By direction of the Panel.

H. Joseph Schimansky
Executive Director

June 23, 2006
Washington, D.C.


MAAs function as the administrative coordinators of the MHC and work closely with other specialized team members including physicians, psychologists, nursing staff and a social worker.



The MHC is one of eight clinics in the facility's Mental Health Care Line (MHCL).


3/ 5 U.S.C. § 6131(b) defines adverse agency impact as:


(1) a reduction in the productivity of the agency;

(2) a diminished level of the services furnished to the public by the agency; or

(3) an increase in the cost of operations (other than a reasonable administrative cost relating to the process of establishing a flexible or compressed work schedule).


The burden of demonstrating that the CWS has caused an adverse agency impact falls on the employer under the Act.
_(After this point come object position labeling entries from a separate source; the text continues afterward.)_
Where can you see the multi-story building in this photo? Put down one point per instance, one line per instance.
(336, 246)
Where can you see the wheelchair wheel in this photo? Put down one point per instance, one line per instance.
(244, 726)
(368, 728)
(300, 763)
See 128 CONG. REC. H3999 (daily ed. July 12, 1982) (statement of Rep. Ferraro); and 128 CONG. REC. S7641 (daily ed. June 30, 1982) (statement of Sen. Stevens).



The MHC sees patients between 8 a.m. and 4:30 p.m., Monday through Friday.


5/ See the Senate report, which states:

This burden is not to be construed to require the application of an overly rigorous evidentiary standard since the issues will often involve imprecise matters of productivity and the level of service to the public. It is expected the Panel will hear both sides of the issue and make its determination on the totality of the evidence presented. S. REP. NO. 97-365, 97th Cong., 2d Sess. at 15-16 (1982).